Dialogue
“You
touched on one of the first concepts I teach my students in high school
theology; in epistemology (the study of knowledge) there are certain things
that we cannot know on our own and we require assistance from someone or
something greater than we are. In order to receive that knowledge (not
"discover" that knowledge) we have to have Faith that that knowledge
exists and that there is someone who Loves us enough to share that knowledge
with us.”
When I teach
upperclassmen, I start with a unit on anthropology and epistemology. Some
theology teachers get upset that I “waste” my time and do not focus on
catechesis or apologetics more…that I start my class with philosophy. Of
course, I quote the Baltimore Catechism and respond by reminding my critics
that at first we are called “to know Him, to Love Him, and to serve Him in this
world and to be happy with Him forever in the next.” The primary directive is “to
know” Him. The difficulty is that Catholic theology understands the process of
acquiring knowledge in a particular way that, at first glance, isolates us from
the rest of the thinking world. But I teach anthropology and epistemology to
emphasize the highly rational perspective Catholic theology has on how we can
come to know anything. It is this perspective that Truly pushes our students to
be “more” than what they could be on their own.
Much of the world,
especially in education, focuses on the kind of knowledge that we can control.

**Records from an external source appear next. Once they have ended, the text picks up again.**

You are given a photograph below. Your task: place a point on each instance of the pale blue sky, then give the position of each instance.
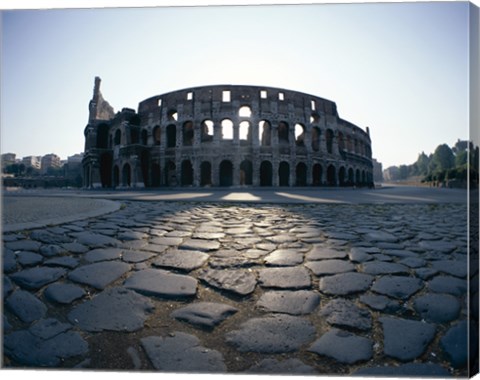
(399, 68)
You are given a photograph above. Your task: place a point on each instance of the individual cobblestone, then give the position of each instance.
(326, 289)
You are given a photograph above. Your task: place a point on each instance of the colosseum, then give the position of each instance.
(224, 135)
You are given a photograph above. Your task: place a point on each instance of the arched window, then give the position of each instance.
(265, 133)
(329, 140)
(118, 137)
(299, 134)
(207, 130)
(187, 133)
(245, 111)
(283, 132)
(227, 129)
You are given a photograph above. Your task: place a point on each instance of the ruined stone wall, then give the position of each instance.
(228, 135)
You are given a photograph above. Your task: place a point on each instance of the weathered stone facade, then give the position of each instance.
(224, 135)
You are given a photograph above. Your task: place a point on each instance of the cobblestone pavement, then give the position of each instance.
(198, 287)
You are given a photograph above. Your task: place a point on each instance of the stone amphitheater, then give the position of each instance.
(224, 135)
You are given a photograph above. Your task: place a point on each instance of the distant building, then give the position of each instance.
(32, 161)
(8, 159)
(377, 171)
(50, 161)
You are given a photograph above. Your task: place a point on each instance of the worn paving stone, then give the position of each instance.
(329, 267)
(181, 259)
(114, 309)
(344, 313)
(103, 254)
(182, 353)
(99, 275)
(288, 366)
(136, 256)
(343, 346)
(26, 258)
(381, 267)
(380, 303)
(9, 261)
(345, 283)
(437, 308)
(273, 334)
(359, 255)
(26, 306)
(284, 278)
(448, 284)
(204, 314)
(455, 344)
(239, 281)
(397, 286)
(31, 350)
(35, 278)
(451, 267)
(200, 245)
(419, 370)
(406, 339)
(284, 257)
(95, 240)
(63, 293)
(62, 261)
(161, 283)
(289, 302)
(319, 252)
(23, 245)
(48, 328)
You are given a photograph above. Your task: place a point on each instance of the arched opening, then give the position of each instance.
(106, 160)
(266, 173)
(171, 136)
(205, 174)
(341, 176)
(226, 173)
(301, 174)
(170, 174)
(134, 135)
(172, 115)
(144, 137)
(118, 137)
(331, 177)
(207, 130)
(329, 140)
(265, 133)
(116, 176)
(102, 136)
(187, 173)
(315, 139)
(145, 164)
(187, 133)
(299, 135)
(317, 175)
(284, 174)
(244, 131)
(227, 129)
(245, 111)
(341, 141)
(156, 175)
(283, 132)
(351, 177)
(126, 175)
(246, 173)
(157, 135)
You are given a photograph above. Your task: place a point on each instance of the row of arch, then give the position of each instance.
(299, 135)
(287, 175)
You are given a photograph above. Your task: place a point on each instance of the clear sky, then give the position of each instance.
(399, 68)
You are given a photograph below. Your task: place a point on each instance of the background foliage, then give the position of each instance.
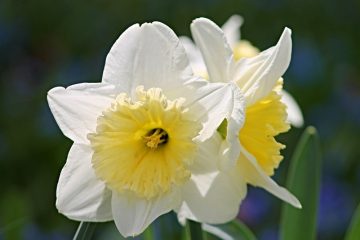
(49, 43)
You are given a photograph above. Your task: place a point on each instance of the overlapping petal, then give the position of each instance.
(294, 114)
(148, 55)
(132, 215)
(79, 194)
(209, 189)
(253, 174)
(77, 107)
(231, 29)
(214, 48)
(258, 75)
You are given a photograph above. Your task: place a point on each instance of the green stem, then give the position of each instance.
(85, 231)
(194, 231)
(148, 233)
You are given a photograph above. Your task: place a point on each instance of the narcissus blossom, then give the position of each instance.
(241, 49)
(145, 139)
(259, 79)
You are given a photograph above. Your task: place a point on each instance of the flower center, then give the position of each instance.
(156, 137)
(144, 145)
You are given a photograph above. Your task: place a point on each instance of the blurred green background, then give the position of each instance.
(45, 43)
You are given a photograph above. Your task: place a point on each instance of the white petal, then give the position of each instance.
(133, 215)
(148, 55)
(79, 194)
(230, 147)
(295, 116)
(194, 55)
(257, 76)
(211, 196)
(253, 174)
(210, 103)
(77, 107)
(214, 48)
(231, 29)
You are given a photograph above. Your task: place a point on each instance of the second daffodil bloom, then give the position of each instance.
(241, 49)
(144, 136)
(259, 79)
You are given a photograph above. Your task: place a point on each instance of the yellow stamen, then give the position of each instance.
(155, 138)
(264, 120)
(145, 145)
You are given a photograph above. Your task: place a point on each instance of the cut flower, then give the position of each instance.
(145, 139)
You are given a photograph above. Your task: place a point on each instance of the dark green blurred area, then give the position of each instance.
(44, 44)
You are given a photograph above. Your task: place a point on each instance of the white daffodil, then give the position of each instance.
(145, 139)
(265, 114)
(241, 49)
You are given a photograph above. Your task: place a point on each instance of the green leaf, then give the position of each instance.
(194, 231)
(230, 231)
(85, 231)
(353, 232)
(304, 182)
(148, 233)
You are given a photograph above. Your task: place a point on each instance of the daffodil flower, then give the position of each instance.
(145, 138)
(241, 49)
(259, 79)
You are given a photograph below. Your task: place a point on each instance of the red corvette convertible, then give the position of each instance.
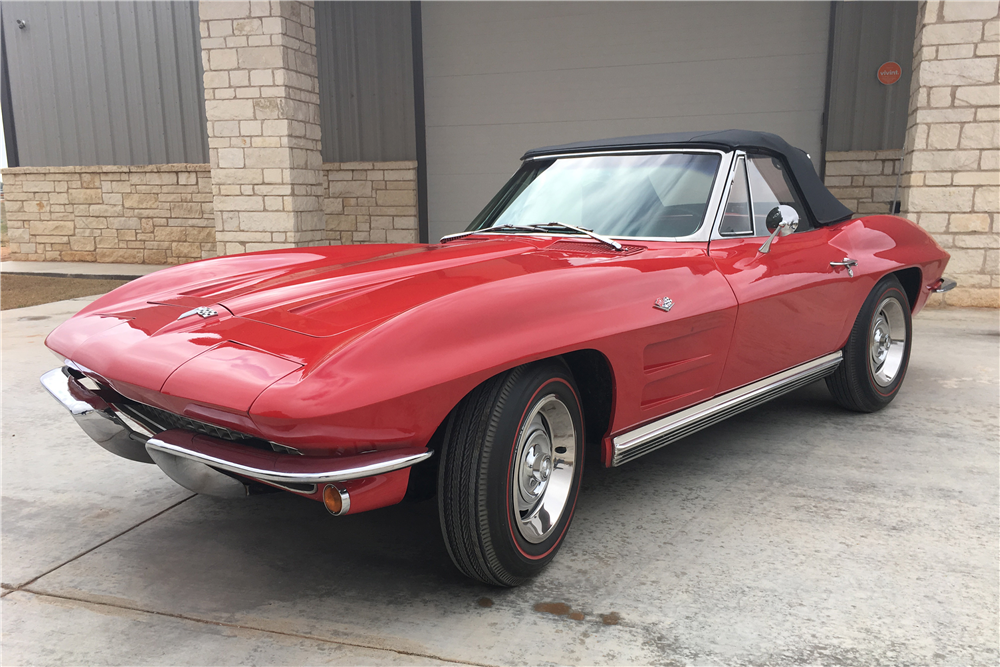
(614, 297)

It is knowledge gained through personal observation and comprehension. Most of
the modern sciences help us to “know” things based on observations made with
the human senses. We not have physics or biology or Netflix or tacos or any of
the Beautiful comforts of this world unless we, as humans, observe, study, and
reproduce these ideas. This sort of knowledge, I teach my classes, is called episteme. But there are some things that
are too complex or too transcendent for us to observe, study, and reproduce on
our own.
In order “to know” Transcendent Truths like Love, Beauty, Goodness, and Truth, itself, we need to rely on a different form of knowledge. This is a kind of knowledge that can only be given to us, not directly observed. Aristotle uses the term phronesis to refer to knowledge gained through encounter. It is knowledge that one cannot know on their own; they rely on one who is smarter than they are to reveal it to them. Ultimately, I want my student to understand that Catholic theology claims that both of these types of knowledge are essential for us to know God, and perhaps more importantly, the relationship or dialogue between these two types of knowledge is where God most fully encounters us.
We use Reason and Free
Will to observe the world around us. We can choose to look at the world as just
material and something that can be fully understood by the human intellect, or
we can have a certain willingness or openness to the possibility that there are
Truths much greater than we can “know” on our own. We can be open to this other
form of knowledge, Revelation, and we can begin a sort of dialogue between what
we can know and what God Reveals. Christianity is not simply about God telling
us Truth and our perfect assent in response. It is also not about us using
logic and reason to discover the meaning of life. Christianity is a
relationship between what we can know on our own and what God reveals to us.
Catholic education, then, really should be about creating space for dialogue
between episteme and phronesis… if we are serious about
helping our students to become more, Magis,
then as teachers we need to facilitate that dialogue between what we can know
on our own and what God can teach us. To close ourselves and our students to
either one is a disservice and an injustice to our students.